Fish of Oreochromis niloticus (Linnaeus, 1758) were treated with different concentrations of Enterotoxigenic Escherichia coli (ETEC) as 103-105, 106 -107 and 109-1010 CFU/ml water. The investigation had conducted to detect experimentally the impact of E. coli toxins on Oreochromis niloticus fish throughout cells blood counts (WBCs, RBCs and Platelets), hemoglobin concentration and histopathological changes of muscles. The values of WBCs, RBCs, Platelets and hemoglobin ranged between (90.70 K/ml -7.10 K/ml), (2.00 m/ml - 0.53 m/ml), (21 K/ml - 3 K/ml) and (8.2 G/dl to 2.50 G/dl) for the hematological indices respectively. The concentration of WBCs, RBCs, Platelets and hemoglobin were lower than control in all the experiment phases. Histopathological changes of O. niloticus treated with E. coli included degeneration, necrosis, atrophy and inflammatory infiltration of WBCs.

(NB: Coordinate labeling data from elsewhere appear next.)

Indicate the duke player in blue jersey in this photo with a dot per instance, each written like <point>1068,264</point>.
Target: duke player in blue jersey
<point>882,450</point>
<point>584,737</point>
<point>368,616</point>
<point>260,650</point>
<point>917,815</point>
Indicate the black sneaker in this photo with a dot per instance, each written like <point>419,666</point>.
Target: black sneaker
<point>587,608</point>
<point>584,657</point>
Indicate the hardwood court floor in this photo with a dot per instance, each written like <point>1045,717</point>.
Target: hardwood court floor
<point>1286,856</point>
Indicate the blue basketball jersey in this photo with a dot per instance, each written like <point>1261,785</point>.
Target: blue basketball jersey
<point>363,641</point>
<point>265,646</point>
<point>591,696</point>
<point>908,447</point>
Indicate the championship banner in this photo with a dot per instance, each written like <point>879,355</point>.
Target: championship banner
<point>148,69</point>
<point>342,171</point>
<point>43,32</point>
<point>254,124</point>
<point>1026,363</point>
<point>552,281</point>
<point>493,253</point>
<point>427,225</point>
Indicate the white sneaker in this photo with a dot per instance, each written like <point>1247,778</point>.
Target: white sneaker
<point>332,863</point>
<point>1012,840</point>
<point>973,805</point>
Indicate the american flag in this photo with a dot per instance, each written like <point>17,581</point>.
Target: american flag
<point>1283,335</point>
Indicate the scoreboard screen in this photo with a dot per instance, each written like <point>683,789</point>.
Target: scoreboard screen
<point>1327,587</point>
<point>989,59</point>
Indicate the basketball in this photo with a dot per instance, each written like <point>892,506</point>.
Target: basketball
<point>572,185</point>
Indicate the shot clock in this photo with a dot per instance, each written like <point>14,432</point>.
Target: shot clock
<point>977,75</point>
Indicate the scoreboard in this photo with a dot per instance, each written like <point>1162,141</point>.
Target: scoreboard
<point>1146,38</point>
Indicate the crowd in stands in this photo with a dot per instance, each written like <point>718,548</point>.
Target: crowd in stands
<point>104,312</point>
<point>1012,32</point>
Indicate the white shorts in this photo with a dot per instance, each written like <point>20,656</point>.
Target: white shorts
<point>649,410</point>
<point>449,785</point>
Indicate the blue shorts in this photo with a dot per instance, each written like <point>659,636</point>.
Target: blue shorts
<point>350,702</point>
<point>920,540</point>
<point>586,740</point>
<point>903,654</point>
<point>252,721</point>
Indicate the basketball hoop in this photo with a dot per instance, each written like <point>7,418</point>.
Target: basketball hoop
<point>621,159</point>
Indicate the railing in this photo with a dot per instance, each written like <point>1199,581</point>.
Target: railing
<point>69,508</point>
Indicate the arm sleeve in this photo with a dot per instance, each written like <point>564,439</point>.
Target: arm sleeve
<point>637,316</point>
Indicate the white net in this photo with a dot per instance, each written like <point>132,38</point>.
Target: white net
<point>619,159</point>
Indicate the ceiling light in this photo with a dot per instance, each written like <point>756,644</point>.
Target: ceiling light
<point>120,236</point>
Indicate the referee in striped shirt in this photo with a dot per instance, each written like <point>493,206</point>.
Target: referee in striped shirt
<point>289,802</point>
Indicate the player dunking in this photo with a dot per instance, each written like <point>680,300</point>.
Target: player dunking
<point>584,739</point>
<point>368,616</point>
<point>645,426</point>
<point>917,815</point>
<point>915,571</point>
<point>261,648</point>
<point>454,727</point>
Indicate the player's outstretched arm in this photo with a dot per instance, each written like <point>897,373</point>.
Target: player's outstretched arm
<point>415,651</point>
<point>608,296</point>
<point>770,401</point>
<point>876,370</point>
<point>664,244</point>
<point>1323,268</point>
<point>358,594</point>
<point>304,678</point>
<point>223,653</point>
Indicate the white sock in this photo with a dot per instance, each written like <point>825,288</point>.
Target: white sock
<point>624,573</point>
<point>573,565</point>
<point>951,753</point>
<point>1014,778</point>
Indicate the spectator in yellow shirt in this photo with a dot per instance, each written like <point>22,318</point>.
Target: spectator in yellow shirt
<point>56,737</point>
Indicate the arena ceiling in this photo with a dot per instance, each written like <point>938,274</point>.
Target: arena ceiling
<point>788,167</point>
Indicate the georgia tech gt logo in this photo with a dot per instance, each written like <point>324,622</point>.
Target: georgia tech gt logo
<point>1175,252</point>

The results revealed mortality of fish in the highest concentration and high incidence of E. coli toxins in the muscles of O. niloticus induced damage in the muscle tissues and may transfer to the human consumer and cause serious illness.

Keywords:  Experimental Study, Oreochromis Niloticus, Escherichia Coli, Blood Cells Count, Muscles




Introduction:


Fish are susceptible to wide variety of bacterial pathogens especially when the fishes are physiologically unbalanced or nutritionally deficient, or subjected to stressors, i.e. poor water quality and overstocking. Infectious diseases are the main cause of economic losses in aquaculture industry which is negatively impacted by various pathogenic micro-organisms (MOs) such as Escherichia coli (E. coli) (Plumb, 1997).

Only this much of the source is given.